Monday, December 9, 2013

Getting Through


I decided to see what other thoughts I could find about this challenge of getting through the holidays.  I just love to go to Google and type in some very specific thought and see what comes up.  So I went and simply typed in "getting through the holidays after a loss" and voila, there were eight trillion articles.  Well, not quite that many, but a lot.

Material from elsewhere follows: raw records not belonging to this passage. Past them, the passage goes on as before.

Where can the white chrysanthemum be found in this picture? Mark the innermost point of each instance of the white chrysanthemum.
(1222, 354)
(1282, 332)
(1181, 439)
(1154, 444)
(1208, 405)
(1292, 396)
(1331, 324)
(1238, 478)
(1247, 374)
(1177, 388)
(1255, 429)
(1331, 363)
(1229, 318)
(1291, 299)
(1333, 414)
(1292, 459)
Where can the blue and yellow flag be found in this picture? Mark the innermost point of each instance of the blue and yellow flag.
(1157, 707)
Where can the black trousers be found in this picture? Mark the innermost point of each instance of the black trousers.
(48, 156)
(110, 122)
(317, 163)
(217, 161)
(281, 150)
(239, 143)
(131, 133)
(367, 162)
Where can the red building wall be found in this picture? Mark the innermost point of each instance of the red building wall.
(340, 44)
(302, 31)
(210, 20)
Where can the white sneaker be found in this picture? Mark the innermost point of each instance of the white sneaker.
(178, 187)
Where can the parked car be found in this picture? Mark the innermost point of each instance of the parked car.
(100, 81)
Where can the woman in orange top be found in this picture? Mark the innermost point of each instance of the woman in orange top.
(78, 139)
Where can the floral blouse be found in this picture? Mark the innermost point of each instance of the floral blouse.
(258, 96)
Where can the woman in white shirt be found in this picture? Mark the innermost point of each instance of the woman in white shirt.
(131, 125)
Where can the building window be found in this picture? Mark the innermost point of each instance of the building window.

One of the first ones listed was an article sponsored by a PBS website/program called This Emotional Life.
The article was done by a Dr. Camille Wortman, who specializes in studies regarding devotes her practice to dealing with grief with a special focus on sudden tragic loss.  The article is very clearly written in an outline format, with very specific suggestions.  I felt very good that a lot of things Dr. Wortman speaks to are things I have often talked about in this blog.  On the other hand, clearly this woman is an expert and professional in this area, so the article is very thorough and insightful, and I highly recommend looking at it for suggestions and help.  I attempted to set up a direct link, but I think it is protected because it is part of the PBS website.  However, if you go to google, and just type in:

getting-through-holidays-advice-bereavement

you will definitely obtain the article.

One of the things Dr. Wortman wrote about was "the ambush", which is something I have talked about so often.  What she says is that there will always be those things that happen that we simply can't prepare for or avoid because we just can't see them coming.  The example she gave was about a woman bringing out her Christmas tree ornaments, and suddenly finding one that her son had made for her when he was small, including his palm print on the ornament.  Of course this poor mom dissolved into tears, and her bravery in attempting to carry on and have a tree in the first place, was poorly rewarded by this extra bittersweet moment.  Yet, how beautiful that she has that ornament, how special such a small thing can become when we are embracing the memories of a loved one.  It almost comes full circle to say that we have to continue to participate in rituals and celebrations, so that some day others can remember us and our participation.  And that ornament can be on her tree, and yes, her son who is gone too soon has literally left that little hand print one her life and so many others, so visible on that tree.  And if it makes her too sad this year, she can put it toward the back of the tree so she doesn't have to see it all the time, and perhaps as each year goes by, the ornament can be moved forward and upward, to a more prominent place.  It is hard work, this grieving business, but we can do it, and with some thought, salvage even the hardest of moments.

For myself, I seem to never stop learning something new when I try to think about things, or even literally do research.  And it makes me feel connected to read about what others do and/or what advice others give.  As I am thinking about this, I am remembering that I usually say "whammo" about these moments.  You know...I was doing okay, and then, "whammo", there was that object, that song, that word, that little boy who looked just like Erik, and for a moment, I have to get a grip.  At first, it may cause a complete meltdown.  But then, it becomes easier to have the thought and keep going.  And in the end, would I ever want to live in a world that doesn't remind me of Erik when I least expect it
...hhhmmmmmm...that's an easy answer.  Of course not.  I will always be grateful for the sudden reminders, for as many times as they may make me sad, they also make me smile.  And that's what we do for the people we love.  We have feelings, for without our feelings, who would we be?